You plug in USB-C (the Passport actually used USB 2.0 via a non-compliant connector—adapters are required) to an external monitor. With a Bluetooth mouse, you have a crude Linux desktop. Let’s be brutally honest: This is not a daily driver. linux on blackberry passport
But what happens when you take this relic of BlackBerry’s BB10 operating system and breathe new, open-source life into it? You get one of the most intriguing—and surprisingly practical—Linux experiments of the decade. On the surface, it sounds like madness. The Passport is powered by a 2013-era Snapdragon 801 processor, paired with 3GB of RAM and 32GB of storage. By modern standards, it’s a calculator. But for Linux enthusiasts, those specs are familiar territory. Many single-board computers (like the Raspberry Pi 2) run on similar silicon. The question wasn’t if Linux could run on the Passport, but how well . Suddenly, the magic happens
The Passport port (codename: blackberry-qcom ) is not for the faint of heart. It’s a bleeding-edge, community-maintained effort.

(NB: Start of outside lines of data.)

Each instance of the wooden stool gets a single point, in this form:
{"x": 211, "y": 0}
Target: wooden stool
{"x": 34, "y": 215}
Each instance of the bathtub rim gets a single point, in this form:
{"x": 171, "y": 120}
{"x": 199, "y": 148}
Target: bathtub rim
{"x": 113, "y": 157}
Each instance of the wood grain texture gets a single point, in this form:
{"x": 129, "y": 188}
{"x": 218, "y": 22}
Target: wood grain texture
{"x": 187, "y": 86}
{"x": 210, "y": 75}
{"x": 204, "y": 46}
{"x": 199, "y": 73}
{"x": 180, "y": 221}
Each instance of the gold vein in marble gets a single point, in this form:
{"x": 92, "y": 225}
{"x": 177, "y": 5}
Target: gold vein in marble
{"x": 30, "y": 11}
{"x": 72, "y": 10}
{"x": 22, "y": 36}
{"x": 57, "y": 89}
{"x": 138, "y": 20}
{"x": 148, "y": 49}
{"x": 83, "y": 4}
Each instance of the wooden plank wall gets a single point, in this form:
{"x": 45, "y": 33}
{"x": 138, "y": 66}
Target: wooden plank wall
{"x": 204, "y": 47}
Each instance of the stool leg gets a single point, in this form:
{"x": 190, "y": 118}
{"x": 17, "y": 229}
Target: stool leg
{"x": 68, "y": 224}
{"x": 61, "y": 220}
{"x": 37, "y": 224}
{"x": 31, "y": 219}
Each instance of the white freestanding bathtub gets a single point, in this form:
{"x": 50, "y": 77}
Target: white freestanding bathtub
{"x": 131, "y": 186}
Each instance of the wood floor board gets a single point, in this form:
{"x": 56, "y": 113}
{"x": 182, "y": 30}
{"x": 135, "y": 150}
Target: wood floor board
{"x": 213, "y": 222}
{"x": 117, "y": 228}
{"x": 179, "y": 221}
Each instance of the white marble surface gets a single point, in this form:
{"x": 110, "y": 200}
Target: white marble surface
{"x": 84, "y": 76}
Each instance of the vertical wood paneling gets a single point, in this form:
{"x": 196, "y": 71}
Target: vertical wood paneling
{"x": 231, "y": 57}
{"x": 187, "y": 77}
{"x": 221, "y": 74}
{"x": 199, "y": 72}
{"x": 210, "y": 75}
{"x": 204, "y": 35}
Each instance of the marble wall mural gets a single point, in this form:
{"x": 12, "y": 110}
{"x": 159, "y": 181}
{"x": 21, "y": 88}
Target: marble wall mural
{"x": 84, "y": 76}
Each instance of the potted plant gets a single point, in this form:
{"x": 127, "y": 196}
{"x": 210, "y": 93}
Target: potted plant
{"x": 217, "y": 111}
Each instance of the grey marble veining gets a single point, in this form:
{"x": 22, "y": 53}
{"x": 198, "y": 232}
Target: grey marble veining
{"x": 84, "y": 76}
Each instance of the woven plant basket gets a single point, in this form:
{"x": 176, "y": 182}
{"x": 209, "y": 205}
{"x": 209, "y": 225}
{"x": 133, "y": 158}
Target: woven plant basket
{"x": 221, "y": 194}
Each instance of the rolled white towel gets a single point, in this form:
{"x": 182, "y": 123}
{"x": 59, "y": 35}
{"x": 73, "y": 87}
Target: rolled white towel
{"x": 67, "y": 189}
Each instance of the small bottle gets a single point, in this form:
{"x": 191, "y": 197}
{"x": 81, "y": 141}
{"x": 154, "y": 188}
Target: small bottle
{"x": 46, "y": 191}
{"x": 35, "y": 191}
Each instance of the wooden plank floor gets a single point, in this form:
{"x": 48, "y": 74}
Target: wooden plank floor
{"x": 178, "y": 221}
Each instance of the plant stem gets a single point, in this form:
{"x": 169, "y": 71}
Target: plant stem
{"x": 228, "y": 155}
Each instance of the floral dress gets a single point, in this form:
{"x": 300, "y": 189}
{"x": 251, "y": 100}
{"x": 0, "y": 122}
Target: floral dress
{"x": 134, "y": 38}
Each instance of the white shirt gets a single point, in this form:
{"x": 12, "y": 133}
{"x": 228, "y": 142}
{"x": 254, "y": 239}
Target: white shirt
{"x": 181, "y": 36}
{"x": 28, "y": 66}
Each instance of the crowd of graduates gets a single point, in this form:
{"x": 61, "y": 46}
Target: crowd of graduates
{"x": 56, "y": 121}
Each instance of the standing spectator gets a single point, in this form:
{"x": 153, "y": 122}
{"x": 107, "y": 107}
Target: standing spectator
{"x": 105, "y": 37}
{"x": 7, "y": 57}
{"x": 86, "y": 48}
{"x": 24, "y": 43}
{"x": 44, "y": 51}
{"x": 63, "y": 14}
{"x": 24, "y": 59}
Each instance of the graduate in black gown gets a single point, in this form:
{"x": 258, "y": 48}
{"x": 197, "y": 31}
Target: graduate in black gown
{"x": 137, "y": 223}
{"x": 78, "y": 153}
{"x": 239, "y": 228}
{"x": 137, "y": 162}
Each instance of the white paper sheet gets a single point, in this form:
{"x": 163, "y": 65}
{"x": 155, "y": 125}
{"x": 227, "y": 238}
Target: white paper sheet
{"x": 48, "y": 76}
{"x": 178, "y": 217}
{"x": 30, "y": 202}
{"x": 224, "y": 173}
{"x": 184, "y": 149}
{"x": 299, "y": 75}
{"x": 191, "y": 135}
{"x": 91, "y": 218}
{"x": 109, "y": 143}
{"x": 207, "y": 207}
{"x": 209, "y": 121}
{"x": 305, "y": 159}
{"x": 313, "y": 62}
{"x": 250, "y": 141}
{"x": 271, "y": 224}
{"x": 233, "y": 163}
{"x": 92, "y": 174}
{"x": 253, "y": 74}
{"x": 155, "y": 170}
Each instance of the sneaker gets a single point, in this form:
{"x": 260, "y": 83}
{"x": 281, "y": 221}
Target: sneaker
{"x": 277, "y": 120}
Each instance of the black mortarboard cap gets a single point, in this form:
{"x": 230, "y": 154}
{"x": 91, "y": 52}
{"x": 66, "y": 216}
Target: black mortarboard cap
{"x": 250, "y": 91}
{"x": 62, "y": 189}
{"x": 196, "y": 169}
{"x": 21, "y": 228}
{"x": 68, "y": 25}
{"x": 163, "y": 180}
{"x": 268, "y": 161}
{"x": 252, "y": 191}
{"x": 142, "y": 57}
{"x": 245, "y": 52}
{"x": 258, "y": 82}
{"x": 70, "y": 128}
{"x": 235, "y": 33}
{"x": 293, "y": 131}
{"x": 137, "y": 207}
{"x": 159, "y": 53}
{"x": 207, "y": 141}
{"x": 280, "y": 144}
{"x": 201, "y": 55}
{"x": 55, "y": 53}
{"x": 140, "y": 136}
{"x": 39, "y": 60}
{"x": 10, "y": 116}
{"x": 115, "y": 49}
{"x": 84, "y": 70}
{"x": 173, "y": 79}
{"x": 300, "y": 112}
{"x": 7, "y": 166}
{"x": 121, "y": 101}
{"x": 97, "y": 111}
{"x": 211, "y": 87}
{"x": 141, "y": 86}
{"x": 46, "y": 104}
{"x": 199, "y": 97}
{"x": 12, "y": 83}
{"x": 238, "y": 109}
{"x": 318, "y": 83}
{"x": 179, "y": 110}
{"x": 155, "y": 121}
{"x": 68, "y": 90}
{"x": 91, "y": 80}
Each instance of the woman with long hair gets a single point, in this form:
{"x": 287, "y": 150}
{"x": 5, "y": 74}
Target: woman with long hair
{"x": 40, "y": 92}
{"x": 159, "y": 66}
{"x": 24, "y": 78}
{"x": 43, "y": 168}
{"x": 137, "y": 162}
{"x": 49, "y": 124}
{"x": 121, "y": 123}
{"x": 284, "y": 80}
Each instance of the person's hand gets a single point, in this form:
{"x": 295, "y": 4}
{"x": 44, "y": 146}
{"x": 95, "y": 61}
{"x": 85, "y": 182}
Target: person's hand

The current state (as of late 2024/early 2025) is best described as Let’s be brutally honest: This is not a daily driver
You cannot hand this to your mother and expect her to call you. You cannot reliably use WhatsApp or a modern banking app. The cellular modem is a dice roll.
If you need reliability, buy an iPhone. If you need a conversation starter that can also run htop and nmap , buy a used Passport for $50 on eBay, and prepare to spend a weekend in the terminal.